Ahora que ha muerto Peter O’Toole me veo obligado moralmente a escribir un post sobre Jordania porque él fue uno de los responsables de que me decidiera a visitar ese país hace unos años, desde que le vío recorrer el techo del tren que acababa de asaltar, aclamado por sus tropas y tremolando al aire su blanca, inmaculadísima chilaba.
Vale que estaba encarnando a T.E Lawrence -ya saben, Lawrence de Arabia-, pero las únicas imágenes que tenemos de éste son en poco glamouroso blanco y negro y carentes del aura visual que el actor irlandés -a las órdenes de David Lean, eso sí- le aportó incrementando aún más su carácter heroico (aunque sin omitir sus puntos oscuros). La magia del cine, ya saben.
Por supuesto que lo más destacado de Jordania son la emblemática Petra (a la que, por cierto, Indiana Jones también impulsó turísticamente) y el Wadi Rum, la una con esa fantástica ciudad rupestre nabatea y el otro con la magnificiencia que otorgan ciertos desiertos con determinadas formaciones rocosas. Uno también disfrutó con la urbe romana de Jerash, muy bien conservada y donde resulta un curioso espectáculo ver a un gaitero jordano, con su traje típico, tocando en pleno teatro; o viendo el mosaico de Mádaba, con la representación más antigua que se conoce del mundo mediterráneo.
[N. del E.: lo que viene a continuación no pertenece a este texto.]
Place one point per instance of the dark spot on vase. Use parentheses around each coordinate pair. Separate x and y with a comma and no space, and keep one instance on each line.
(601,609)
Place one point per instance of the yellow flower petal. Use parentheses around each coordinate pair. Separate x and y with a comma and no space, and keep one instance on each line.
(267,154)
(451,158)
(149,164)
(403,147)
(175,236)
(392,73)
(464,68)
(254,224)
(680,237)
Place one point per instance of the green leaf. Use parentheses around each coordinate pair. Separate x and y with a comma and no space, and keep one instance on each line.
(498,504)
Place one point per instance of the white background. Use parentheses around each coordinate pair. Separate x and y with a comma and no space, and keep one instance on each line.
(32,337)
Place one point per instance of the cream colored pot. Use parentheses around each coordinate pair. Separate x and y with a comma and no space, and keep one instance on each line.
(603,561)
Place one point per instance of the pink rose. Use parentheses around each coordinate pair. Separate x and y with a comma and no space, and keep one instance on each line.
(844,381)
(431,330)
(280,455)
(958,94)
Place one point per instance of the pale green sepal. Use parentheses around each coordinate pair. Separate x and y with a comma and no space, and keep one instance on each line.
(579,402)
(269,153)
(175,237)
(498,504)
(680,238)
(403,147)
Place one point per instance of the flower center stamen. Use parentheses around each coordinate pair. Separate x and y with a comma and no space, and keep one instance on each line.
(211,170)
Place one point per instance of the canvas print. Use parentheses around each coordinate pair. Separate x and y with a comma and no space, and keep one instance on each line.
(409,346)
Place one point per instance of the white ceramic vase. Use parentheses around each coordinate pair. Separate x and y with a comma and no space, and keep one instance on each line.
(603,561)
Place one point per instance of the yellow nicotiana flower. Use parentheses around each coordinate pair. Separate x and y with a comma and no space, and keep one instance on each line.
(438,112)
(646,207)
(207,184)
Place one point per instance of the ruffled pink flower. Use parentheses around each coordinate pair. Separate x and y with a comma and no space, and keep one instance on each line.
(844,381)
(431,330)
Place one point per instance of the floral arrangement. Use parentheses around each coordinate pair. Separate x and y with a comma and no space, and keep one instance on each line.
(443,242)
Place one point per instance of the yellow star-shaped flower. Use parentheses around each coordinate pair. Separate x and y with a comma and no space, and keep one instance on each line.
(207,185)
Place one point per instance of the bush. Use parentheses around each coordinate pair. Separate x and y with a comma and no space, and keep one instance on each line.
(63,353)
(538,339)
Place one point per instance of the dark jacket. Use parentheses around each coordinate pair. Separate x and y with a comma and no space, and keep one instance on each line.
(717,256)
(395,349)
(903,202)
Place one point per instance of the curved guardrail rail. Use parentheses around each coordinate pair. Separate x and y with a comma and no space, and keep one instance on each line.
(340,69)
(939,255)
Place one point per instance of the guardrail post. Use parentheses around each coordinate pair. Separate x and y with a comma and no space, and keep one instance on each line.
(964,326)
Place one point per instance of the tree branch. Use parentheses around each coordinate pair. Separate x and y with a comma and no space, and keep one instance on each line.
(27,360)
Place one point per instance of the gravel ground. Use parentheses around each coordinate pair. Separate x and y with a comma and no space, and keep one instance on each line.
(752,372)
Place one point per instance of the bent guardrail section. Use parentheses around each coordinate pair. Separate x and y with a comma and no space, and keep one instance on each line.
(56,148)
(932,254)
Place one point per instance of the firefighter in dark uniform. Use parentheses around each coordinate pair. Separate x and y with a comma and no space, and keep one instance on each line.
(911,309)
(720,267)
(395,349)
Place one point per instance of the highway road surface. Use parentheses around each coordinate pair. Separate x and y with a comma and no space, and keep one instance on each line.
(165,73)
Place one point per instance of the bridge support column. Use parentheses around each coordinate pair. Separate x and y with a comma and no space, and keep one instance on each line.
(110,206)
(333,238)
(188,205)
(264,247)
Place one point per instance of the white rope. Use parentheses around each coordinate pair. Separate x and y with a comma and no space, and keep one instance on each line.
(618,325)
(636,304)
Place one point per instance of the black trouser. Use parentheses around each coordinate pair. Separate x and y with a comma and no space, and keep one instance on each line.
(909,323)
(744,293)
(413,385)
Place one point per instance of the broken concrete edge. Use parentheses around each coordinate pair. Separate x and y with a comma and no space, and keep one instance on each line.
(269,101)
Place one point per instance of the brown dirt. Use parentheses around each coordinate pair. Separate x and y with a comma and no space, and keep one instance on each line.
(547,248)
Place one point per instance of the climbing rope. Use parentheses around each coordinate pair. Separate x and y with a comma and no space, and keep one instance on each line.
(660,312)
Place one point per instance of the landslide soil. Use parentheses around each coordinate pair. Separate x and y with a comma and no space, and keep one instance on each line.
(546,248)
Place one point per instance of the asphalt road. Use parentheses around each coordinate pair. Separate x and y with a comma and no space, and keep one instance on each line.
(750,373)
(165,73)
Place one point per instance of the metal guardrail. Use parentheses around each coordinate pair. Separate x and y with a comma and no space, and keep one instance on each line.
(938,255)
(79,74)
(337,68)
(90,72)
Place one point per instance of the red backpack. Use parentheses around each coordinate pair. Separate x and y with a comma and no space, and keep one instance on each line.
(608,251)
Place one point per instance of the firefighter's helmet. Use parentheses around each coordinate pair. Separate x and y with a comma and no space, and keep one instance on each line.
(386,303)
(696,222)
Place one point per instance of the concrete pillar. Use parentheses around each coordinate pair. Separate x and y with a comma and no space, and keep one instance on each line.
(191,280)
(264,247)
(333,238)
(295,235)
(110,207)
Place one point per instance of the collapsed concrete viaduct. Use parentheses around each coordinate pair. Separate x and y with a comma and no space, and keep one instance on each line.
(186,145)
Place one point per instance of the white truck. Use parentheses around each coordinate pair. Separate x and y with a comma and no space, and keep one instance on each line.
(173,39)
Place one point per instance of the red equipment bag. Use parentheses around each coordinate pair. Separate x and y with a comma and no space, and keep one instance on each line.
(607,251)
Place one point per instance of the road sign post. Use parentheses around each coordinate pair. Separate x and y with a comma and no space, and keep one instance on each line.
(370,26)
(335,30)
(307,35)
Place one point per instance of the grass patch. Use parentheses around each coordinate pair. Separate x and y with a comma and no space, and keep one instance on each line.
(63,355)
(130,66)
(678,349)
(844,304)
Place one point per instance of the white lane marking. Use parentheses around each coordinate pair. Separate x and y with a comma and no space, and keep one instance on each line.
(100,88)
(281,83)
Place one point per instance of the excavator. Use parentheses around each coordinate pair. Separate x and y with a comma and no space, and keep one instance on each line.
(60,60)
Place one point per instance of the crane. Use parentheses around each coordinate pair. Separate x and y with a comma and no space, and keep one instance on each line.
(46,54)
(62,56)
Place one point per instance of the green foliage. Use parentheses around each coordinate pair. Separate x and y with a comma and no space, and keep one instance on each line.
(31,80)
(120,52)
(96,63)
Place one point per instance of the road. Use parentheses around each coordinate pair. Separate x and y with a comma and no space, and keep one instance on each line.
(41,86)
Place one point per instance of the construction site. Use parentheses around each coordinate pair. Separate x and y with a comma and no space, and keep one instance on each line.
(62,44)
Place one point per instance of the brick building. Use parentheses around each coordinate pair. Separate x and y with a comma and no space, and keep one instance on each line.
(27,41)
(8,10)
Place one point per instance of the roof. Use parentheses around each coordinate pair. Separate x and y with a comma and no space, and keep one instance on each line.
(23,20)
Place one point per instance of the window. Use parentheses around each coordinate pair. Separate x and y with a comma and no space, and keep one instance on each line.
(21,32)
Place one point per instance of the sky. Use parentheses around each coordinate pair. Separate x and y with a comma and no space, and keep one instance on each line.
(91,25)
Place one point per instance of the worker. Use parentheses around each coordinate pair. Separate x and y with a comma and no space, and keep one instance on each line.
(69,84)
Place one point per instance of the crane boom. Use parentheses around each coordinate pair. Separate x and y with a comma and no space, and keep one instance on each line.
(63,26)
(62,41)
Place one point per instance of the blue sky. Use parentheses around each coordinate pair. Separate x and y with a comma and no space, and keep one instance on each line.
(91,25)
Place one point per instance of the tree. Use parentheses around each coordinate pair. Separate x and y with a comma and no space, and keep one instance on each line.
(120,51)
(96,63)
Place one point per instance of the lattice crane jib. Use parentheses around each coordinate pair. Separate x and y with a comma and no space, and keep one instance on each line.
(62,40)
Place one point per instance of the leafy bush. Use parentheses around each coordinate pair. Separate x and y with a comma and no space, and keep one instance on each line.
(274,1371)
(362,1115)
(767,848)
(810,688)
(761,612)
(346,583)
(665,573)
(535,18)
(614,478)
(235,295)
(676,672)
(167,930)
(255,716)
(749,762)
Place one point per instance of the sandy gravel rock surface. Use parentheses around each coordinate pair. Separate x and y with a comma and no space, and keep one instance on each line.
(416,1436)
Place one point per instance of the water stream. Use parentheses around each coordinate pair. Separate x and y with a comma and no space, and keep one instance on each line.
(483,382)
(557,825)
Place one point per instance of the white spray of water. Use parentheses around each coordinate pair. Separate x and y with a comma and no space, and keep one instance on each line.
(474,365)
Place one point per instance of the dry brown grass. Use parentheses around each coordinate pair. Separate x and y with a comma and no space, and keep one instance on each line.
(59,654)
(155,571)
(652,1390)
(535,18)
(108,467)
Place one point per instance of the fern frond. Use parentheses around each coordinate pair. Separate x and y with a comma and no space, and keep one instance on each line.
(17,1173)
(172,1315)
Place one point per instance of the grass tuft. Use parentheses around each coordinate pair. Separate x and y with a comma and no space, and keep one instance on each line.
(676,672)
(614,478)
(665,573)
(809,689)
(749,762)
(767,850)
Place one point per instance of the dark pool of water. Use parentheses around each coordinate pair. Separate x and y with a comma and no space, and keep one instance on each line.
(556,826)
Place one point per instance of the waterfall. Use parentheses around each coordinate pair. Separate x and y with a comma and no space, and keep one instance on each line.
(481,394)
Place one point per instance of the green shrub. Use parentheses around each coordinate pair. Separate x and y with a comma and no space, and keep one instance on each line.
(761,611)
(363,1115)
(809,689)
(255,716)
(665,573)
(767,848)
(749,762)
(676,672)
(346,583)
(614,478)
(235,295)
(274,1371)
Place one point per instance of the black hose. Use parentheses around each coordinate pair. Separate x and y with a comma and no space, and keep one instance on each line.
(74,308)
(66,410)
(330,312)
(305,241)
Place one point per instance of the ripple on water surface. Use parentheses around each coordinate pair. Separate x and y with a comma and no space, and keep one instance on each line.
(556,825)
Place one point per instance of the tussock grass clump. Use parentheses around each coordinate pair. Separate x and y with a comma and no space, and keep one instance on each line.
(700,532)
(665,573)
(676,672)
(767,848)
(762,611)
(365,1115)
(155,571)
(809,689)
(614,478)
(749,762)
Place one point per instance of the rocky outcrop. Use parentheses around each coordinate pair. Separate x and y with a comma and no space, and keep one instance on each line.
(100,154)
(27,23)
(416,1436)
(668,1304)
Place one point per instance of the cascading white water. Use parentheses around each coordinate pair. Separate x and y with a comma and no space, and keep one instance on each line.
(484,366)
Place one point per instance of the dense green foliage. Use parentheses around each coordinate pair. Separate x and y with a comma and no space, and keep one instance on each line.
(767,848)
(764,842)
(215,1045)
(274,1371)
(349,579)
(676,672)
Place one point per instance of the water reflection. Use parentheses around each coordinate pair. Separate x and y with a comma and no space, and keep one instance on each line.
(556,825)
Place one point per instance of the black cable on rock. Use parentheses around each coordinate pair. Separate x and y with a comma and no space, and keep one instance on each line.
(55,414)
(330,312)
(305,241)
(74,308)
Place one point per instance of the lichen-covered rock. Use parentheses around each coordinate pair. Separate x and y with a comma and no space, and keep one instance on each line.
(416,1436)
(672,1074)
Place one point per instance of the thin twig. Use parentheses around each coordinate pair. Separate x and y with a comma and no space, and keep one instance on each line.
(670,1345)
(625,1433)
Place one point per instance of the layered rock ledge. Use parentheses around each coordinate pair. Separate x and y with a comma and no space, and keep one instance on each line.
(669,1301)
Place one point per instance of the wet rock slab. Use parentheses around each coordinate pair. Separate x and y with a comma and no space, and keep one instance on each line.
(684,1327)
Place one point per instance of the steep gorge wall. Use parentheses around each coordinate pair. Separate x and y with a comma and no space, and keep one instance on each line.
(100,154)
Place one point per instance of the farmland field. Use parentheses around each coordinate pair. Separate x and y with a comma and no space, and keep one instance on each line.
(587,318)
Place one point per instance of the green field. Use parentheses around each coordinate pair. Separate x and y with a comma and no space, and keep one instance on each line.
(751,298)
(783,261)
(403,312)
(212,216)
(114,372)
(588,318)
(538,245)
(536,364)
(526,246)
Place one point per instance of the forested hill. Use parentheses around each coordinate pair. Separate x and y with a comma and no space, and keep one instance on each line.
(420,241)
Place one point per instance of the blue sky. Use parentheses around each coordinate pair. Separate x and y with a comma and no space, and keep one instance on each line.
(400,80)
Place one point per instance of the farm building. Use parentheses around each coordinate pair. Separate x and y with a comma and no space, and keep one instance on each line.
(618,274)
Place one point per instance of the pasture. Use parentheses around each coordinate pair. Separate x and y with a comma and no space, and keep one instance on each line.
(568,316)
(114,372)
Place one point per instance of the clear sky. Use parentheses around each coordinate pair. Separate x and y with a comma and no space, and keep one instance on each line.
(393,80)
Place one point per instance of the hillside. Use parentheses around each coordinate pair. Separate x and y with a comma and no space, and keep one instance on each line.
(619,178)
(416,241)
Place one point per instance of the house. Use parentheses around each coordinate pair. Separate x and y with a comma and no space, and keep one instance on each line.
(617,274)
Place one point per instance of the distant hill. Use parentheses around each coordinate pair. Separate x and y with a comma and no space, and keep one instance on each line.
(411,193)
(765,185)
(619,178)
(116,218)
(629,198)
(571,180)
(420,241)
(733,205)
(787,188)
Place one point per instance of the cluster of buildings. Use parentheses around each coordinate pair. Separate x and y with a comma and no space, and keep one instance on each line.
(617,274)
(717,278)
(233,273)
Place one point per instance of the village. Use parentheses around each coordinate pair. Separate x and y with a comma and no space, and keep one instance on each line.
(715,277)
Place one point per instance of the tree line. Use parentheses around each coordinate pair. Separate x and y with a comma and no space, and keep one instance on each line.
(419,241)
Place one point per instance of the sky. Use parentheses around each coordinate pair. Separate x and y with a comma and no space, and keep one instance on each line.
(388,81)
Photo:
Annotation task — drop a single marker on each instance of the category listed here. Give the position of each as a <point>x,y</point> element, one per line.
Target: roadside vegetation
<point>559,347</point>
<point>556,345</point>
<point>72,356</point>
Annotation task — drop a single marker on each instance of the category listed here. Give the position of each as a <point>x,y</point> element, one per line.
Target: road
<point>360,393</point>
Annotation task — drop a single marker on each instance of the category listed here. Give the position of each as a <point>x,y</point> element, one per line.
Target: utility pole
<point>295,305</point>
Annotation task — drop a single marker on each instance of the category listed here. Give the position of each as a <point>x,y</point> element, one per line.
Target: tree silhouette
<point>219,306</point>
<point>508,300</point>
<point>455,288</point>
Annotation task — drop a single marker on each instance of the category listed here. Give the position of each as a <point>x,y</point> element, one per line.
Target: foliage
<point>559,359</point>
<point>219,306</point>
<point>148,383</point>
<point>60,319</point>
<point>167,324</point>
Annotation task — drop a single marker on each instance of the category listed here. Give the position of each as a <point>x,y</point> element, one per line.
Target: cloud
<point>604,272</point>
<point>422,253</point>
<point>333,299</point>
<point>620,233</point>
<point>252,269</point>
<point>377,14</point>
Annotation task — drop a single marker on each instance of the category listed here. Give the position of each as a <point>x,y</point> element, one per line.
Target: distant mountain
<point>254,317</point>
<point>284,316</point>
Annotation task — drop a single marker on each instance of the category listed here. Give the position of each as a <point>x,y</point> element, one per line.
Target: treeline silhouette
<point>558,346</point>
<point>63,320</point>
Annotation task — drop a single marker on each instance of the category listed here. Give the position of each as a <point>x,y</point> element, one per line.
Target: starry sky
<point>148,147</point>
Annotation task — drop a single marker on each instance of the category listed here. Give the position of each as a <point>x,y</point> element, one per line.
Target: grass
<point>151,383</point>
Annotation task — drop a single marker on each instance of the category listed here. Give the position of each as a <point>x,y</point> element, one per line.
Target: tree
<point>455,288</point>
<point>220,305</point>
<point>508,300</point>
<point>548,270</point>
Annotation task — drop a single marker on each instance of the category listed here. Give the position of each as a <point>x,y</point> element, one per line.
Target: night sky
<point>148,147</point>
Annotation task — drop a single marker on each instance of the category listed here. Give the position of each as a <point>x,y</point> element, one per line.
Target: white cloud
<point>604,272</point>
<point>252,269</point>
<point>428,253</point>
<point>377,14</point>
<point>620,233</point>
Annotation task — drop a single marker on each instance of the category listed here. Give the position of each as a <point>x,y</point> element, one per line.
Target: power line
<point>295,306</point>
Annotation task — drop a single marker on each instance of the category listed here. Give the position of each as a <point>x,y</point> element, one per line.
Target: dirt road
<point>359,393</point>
Tampoco me olvido de la mágica subida al Monte Nebo, desde donde la tradición dice que Moisés vislumbró la Tierra Prometida en su último aliento antes de morir; ni de la mágica experiencia de flotar en el Mar Muerto por más intentos que hiciera por sumergirme (algo no muy recomendable, dada la altísima salinidad de sus aguas, que deja los ojos muy irritados).
Hasta la capital, Ammán (¿sabían que antaño se llamaba Filadelfia?), que no es especialmente bonita pero sí acogedora, tiene rincones interesantes repartidos por las siete colinas sobre las que se asienta, al igual que Roma. De hecho, romanos son los restos de la Ciudadela (Templo de Hércules, Odeón, teatro…) y además investigados por una expedición arqueológica española.
Ahora bien, había un lugar que tenía personal interés por conocer: Áqaba. No porque sea un sitio especialmente turístico, ya que es pequeño y apenas cuenta con un fuerte mameluco, restos de la muralla y un museo, atrayendo a los visitantes sobre todo por la posibilidad de practicar submarinismo en los bellísimos fondos del Mar Rojo (es la única salida al mar de Jordania). No. Yo quería verlo porque su conquista fue el objetivo de los árabes de Lawrence, que atravesaron el desierto para asaltarlo por sorpresa, dado que por mar era imposible por las defensas que tenía.
En la película, durante esa travesía, tiene lugar una de las mejores escenas: aquella en la que Lawrence se interna solo en el desierto para buscar a un oficial perdido, haciendo caso omiso de sus hombres, que aducen que ya habrá muerto porque «todo está escrito». Pero el galés lo encuentra vivo y regresa al campamento espetándoles un rotundo y ya clásico «¡Nada está escrito!». Más tarde se verá obligado a ejecutarlo y de nuevo resonarán las proféticas palabras de sus beduinos.
En fin, que tomé el ferry desde el puerto egipcio de Nuweiba y pasé una tarde en Áqaba sólo por esa escena. Llámenme friki pero luego me compré una chilaba blanca con su tocado a juego e incluso un cinturón provisto de gumía, tal cual se ve en la imagen de cabecera, y seguí descubriendo las maravillas de Jordania. No puedo sino recomendarlas.